Verder heeft de minister een keuze gemaakt voor de landen waar in de toekomst nog mee zal worden samengewerkt en landen welke zullen worden afgestoten. Op dit moment zijn er nog met 17 landen actieve samenwerkingen en kunnen kinderen uit alle landen die voldoen aan de uitgangspunten van het Haags Adoptie Verdrag geholpen worden, mits er geschikte ouders beschikbaar zijn. Dat gaat drastisch veranderen.
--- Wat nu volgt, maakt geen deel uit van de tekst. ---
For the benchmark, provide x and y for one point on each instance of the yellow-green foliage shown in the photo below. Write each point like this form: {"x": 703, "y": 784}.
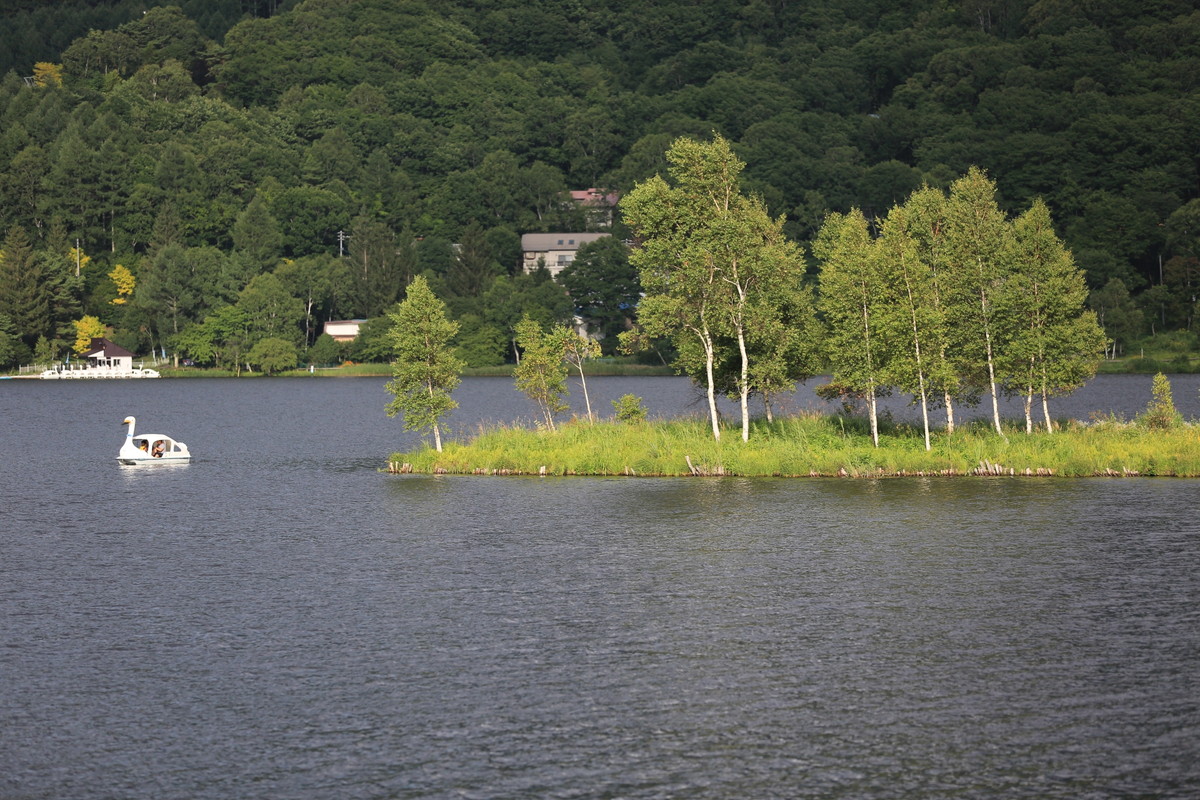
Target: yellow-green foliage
{"x": 815, "y": 445}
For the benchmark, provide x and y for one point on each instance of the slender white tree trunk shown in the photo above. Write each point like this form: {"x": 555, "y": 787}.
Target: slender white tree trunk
{"x": 1045, "y": 402}
{"x": 583, "y": 385}
{"x": 873, "y": 411}
{"x": 709, "y": 358}
{"x": 744, "y": 385}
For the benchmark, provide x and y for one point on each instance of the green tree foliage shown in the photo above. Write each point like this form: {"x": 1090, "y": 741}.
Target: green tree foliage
{"x": 1057, "y": 344}
{"x": 430, "y": 119}
{"x": 273, "y": 354}
{"x": 852, "y": 293}
{"x": 24, "y": 288}
{"x": 425, "y": 371}
{"x": 713, "y": 263}
{"x": 1161, "y": 413}
{"x": 541, "y": 372}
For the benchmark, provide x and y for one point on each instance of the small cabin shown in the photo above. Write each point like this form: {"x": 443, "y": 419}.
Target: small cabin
{"x": 105, "y": 355}
{"x": 343, "y": 330}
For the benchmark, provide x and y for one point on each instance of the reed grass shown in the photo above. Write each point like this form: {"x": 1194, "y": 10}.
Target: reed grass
{"x": 813, "y": 445}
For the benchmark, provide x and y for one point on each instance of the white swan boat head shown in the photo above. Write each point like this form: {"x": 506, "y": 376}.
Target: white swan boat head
{"x": 151, "y": 447}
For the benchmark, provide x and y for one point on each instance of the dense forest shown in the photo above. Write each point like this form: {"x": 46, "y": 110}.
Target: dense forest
{"x": 204, "y": 175}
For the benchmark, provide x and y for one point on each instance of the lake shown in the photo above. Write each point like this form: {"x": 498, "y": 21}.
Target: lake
{"x": 279, "y": 619}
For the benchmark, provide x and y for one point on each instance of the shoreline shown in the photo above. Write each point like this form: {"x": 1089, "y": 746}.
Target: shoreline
{"x": 811, "y": 445}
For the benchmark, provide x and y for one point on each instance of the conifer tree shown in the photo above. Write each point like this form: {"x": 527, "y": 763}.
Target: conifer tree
{"x": 425, "y": 371}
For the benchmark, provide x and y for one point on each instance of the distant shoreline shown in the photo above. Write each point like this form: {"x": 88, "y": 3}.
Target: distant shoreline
{"x": 814, "y": 445}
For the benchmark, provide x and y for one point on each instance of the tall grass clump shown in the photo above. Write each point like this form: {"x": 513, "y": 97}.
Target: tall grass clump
{"x": 1161, "y": 413}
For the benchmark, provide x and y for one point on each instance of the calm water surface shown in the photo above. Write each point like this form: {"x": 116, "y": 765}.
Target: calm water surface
{"x": 281, "y": 620}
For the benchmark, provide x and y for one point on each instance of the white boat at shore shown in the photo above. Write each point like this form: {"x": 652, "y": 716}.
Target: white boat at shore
{"x": 70, "y": 372}
{"x": 150, "y": 447}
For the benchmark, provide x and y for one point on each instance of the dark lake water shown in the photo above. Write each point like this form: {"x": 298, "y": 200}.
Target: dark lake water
{"x": 279, "y": 619}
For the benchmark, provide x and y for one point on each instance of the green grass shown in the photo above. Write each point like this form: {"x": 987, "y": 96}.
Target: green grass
{"x": 811, "y": 445}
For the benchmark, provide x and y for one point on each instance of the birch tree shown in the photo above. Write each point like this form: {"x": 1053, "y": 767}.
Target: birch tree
{"x": 910, "y": 320}
{"x": 576, "y": 349}
{"x": 851, "y": 294}
{"x": 979, "y": 263}
{"x": 681, "y": 286}
{"x": 541, "y": 372}
{"x": 925, "y": 222}
{"x": 425, "y": 371}
{"x": 712, "y": 259}
{"x": 1059, "y": 344}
Uit het landenpallet van de NAS en ANW worden de VS, Haïti, Peru, Tsjechië en Slowakije afgebouwd. Lopende dossiers in deze landen mogen worden afgehandeld, behalve in Haïti. Dit heeft te maken met de veiligheidssituatie in het land. Nog wel mag worden geadopteerd uit onze partnerlanden Zuid-Afrika, Hongarije en Lesotho. Of de samenwerking met Portugal (NAS) en Bulgarije (ANW) wordt voortgezet, wordt door het ministerie nog nader beoordeeld. De overige landen waar Nederland de adoptierelatie mee wil behouden zijn Thailand, de Filipijnen en Taiwan.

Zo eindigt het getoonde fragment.